今年度の最低賃金は物価高への対応などが重視され、現在の961円から41円(前年度は31円)上昇。上げ幅は過去最大で、初めて1000円を超えた。
伸び率も4.3%(同3.3%)と高い水準になった。今後は各都道府県の地方最低賃金審議会がそれぞれの地域の実額を決めていき、10月ごろから適用がはじまる見込みとなっている。
物価高に対応、最低賃金は右肩上がり
調査によると、2023年度の最低賃金の引き上げを受けて、自社の対応有無を聞いたところ、なんらか「対応する」企業は83.2%と8割を超え、「対応しない」の10.4%を大きく上回った。
具体的な対応策を聞く(複数回答)と、「もともと最低賃金よりも高いが、賃上げを行う」と答えた企業は46.5%が最も高かった。次いで「最低賃金よりも低くなるため、賃上げを行う」が25.0%で続き、最低賃金の引き上げを受けて「賃上げ」を行う企業は70.6%と、7割に達した。

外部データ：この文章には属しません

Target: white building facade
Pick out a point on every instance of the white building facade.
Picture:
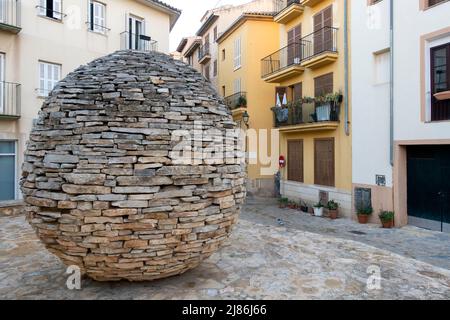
(401, 109)
(42, 41)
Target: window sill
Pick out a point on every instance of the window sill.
(51, 19)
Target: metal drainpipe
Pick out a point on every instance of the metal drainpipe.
(346, 89)
(391, 85)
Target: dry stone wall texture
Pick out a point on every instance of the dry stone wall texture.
(104, 187)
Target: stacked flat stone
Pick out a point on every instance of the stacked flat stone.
(101, 178)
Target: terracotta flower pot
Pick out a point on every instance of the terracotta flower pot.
(363, 218)
(332, 214)
(387, 224)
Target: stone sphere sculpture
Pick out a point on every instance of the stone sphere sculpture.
(119, 176)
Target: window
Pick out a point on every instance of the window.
(49, 75)
(323, 85)
(207, 72)
(51, 9)
(382, 67)
(324, 162)
(215, 68)
(440, 82)
(237, 53)
(237, 85)
(97, 17)
(295, 160)
(8, 169)
(2, 82)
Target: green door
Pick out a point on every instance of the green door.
(429, 186)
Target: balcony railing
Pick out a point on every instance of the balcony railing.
(236, 101)
(140, 42)
(283, 58)
(320, 41)
(9, 100)
(295, 113)
(323, 40)
(203, 51)
(10, 14)
(280, 5)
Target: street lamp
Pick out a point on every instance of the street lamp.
(246, 118)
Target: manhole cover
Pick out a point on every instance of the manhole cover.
(359, 233)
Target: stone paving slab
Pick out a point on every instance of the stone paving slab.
(260, 261)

賃上げの有無にかかわらず、「従業員のスキル向上の強化」(24.0%)と「商品やサービスの値上げ」(21.3%)が2割台で並び、「人件費以外のコスト削減」(19.0%)が続いた。【図1参照】
企業に賃上げの理由を聞いたところ、
「今まで就業している人はすでに今回の最低賃金を超えているが、新しく採用する人との差がなくなるので引き上げざるを得ず、負担が増える」(化学品製造)
と在籍中の従業員の待遇改善や、
「有能な人材へは最低賃金を大きく超える対応をしており、これからも同様の対応をする」(飲食店)

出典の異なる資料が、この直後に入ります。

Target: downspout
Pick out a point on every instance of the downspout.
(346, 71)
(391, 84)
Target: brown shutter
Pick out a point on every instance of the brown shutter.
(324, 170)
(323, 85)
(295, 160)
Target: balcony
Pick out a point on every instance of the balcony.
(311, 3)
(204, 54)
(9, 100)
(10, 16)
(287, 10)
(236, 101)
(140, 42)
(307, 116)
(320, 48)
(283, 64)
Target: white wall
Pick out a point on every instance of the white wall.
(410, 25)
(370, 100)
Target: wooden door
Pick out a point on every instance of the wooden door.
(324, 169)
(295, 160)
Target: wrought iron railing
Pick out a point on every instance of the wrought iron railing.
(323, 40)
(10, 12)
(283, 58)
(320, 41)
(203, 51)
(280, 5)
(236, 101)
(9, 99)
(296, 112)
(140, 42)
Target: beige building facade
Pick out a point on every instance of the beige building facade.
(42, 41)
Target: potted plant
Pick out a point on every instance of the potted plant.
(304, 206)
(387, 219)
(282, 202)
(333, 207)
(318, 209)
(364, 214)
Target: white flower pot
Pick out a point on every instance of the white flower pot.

といった人材確保を目的とする声があがった。その一方で、
「最低賃金が上がっても130万円の『年収の壁』があるので、パートさんの働く時間が減るだけ」(運輸・倉庫)
と「年収の壁」問題もあがった。このほか、
「パート従業員の時給はほとんどが1000円以下なので改定されれば上げざるを得ないが、物価高・コスト高で利幅が取りにくいなか、さらなる追い討ちをかけられるようなもの」(飲食料品・飼料製造)
と、物価高を背景とした厳しい実情も聞かれた。